今日の衆議院青少年特別委員会でも萩生田先生の質問に対し、法律や政府機関が必要な理由として、国民啓発や縦割り行政の解消を挙げ、実効性の点では疑問は残ることを認めていた。高井美穂先生の質問でも、第三者機関の登録が本当に必要なのか等の質問に対し、有識者による答弁の歯切れは悪い。
フィルタリングのカスタマイズができない携帯はともかく、保護者による柔軟な設定が可能なPCフィルタリングで本当に第三者機関が必要かは疑問で、品質を担保することが目的であれば性能評価手法の確立と定期的なレポート公開といった、CRYPTOREC的なやり方もあるだろう。

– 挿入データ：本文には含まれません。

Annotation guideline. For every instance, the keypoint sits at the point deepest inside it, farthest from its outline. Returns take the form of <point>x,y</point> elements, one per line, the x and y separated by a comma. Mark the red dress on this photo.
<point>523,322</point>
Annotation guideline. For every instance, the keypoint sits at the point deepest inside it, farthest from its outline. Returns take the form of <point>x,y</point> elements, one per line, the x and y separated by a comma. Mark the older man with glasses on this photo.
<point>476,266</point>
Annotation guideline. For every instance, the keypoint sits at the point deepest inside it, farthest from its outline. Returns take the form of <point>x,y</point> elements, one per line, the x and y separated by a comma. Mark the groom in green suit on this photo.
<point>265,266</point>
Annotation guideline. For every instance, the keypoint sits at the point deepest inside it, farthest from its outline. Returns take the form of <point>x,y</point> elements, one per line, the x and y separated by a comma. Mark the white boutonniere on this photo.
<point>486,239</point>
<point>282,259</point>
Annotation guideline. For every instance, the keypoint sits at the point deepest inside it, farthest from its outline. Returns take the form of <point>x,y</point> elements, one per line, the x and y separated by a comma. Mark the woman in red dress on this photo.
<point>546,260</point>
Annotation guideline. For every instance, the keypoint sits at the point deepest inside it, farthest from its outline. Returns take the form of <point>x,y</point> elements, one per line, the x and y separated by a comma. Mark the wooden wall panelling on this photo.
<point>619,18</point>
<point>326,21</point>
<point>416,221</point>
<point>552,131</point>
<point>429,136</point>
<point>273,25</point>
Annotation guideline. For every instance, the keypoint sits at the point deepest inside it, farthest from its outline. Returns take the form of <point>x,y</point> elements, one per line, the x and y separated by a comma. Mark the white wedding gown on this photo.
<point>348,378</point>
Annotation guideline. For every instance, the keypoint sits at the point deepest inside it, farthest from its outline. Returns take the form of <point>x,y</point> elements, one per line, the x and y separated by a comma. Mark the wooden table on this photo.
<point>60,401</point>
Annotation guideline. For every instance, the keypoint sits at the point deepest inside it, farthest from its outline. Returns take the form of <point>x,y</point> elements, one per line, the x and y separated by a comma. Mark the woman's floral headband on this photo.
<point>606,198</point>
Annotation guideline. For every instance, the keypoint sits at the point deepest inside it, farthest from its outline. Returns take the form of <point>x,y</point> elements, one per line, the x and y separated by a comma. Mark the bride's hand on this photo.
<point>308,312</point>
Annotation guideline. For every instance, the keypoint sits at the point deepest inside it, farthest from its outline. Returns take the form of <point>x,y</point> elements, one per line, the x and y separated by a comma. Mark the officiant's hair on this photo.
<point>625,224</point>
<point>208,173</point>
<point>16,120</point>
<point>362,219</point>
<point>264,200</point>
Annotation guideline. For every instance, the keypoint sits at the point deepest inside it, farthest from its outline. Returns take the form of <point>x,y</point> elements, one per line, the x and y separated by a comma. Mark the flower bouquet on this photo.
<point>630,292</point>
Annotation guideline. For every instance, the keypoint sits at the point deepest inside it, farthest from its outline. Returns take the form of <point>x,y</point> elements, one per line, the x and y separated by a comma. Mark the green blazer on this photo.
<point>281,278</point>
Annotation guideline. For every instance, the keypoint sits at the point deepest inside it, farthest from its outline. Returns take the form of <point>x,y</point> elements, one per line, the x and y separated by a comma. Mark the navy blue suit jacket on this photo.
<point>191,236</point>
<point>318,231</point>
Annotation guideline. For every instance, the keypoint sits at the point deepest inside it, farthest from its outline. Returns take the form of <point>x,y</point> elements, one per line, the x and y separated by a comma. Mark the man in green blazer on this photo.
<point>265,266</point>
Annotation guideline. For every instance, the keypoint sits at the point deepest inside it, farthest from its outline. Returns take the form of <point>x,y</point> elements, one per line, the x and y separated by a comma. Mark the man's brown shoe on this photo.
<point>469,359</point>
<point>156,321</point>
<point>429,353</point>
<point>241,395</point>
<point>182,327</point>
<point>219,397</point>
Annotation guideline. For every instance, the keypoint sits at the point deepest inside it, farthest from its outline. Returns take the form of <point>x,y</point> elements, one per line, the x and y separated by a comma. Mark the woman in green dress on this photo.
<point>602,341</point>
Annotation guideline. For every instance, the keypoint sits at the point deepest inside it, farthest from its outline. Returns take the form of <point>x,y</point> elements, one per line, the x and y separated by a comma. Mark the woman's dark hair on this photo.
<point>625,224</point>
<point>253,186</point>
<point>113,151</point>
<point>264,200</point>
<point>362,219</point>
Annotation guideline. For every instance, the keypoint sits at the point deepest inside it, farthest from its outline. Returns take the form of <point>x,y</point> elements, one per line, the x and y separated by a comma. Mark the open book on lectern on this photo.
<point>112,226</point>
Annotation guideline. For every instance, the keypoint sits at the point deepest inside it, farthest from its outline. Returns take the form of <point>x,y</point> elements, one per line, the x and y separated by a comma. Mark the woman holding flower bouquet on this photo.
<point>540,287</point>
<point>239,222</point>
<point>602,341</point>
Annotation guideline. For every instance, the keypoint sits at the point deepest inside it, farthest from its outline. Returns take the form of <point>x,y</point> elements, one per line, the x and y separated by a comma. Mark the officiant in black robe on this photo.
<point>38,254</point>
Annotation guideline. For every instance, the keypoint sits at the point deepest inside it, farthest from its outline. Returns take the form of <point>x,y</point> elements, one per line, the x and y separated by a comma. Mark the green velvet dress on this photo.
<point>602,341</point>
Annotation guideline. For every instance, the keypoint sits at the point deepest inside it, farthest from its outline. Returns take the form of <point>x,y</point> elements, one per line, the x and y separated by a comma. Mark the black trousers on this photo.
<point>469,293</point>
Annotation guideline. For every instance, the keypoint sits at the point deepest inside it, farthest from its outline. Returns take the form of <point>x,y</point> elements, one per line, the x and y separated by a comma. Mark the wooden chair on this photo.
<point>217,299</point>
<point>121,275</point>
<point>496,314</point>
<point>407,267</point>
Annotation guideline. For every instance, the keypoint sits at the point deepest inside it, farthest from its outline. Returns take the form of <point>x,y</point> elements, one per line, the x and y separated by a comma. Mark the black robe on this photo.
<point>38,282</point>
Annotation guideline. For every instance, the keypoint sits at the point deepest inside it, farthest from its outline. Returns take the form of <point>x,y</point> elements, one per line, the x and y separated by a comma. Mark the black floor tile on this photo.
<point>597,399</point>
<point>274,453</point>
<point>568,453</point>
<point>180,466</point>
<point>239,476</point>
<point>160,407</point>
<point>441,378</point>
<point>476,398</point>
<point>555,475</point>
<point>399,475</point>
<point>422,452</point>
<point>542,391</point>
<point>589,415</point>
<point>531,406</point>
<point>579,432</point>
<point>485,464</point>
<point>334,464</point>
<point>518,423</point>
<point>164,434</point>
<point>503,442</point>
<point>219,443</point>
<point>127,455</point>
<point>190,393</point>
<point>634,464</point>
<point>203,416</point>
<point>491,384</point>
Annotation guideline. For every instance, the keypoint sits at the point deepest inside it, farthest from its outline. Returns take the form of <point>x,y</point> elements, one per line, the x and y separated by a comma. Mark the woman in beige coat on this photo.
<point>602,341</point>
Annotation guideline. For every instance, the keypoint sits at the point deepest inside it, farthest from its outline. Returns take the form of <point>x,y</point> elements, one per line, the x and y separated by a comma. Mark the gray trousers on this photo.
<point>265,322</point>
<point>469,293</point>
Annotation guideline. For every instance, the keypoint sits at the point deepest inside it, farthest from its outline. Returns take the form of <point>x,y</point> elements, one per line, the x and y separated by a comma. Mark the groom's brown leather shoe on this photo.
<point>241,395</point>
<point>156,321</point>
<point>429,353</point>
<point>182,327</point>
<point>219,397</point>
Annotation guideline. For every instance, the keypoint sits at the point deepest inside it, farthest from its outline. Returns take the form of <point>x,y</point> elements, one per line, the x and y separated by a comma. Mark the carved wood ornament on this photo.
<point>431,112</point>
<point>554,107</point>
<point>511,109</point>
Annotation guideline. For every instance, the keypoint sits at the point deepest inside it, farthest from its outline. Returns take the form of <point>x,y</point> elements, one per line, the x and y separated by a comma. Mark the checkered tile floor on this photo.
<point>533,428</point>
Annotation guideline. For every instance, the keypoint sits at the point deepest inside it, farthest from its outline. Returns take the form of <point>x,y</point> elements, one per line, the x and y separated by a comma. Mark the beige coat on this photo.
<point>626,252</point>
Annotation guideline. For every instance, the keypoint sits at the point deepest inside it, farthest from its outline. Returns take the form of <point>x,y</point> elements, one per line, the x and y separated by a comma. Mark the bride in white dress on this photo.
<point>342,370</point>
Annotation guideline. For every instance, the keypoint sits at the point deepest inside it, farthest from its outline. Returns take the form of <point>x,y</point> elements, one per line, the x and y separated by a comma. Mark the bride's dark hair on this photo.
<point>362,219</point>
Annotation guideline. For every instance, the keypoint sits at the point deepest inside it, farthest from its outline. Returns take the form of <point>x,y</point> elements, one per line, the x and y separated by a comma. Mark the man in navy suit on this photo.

そもそもリストだけでなく単語や出現頻度でのフィルタリングもある訳で、品質を決める要素はレイティング基準やガバナンスだけではない。
そもそも現段階で問題となっているのは有害情報やネットいじめ、学校裏サイト等であって、フィルタリングの品質ではないのだから、大げさな組織をつくってフィルタリングやレイティングに対して厳しく規制し、電子メールによるネットいじめや、学校裏サイトに対して法的に何ら手当がないというのでは、何をどうしたいのかさっぱり分からない。
むしろネット犯罪統計の充実、事案データベースの構築、フィルタリングを含めた児童保護技術に対する評価指標の研究、本人確認・共通ID普及の推進、全国の学校に学校表サイトをつくって保護者や教師が中身に関与できるようにする、ネットいじめに保護者や教師が気付ける仕組みを事業者に用意させる、有害情報だけでなくネット上の紛争や犯罪被害の被害相談窓口機能も登録通報機関に持たせる、メッセージ監視の法的扱いを整理するため通信の秘密の解釈を詰めるとか、そういうところから始めるべきではないか。
今国会で法案が通る通らないに関わらず、そういった政策パッケージは必要となるだろうし、法案の扱いが落ち着いたら問題解決に当たって本当に意味のある施策を打ち出し、きっちり事後的に政策効果を測定できる外形指標を検討したい。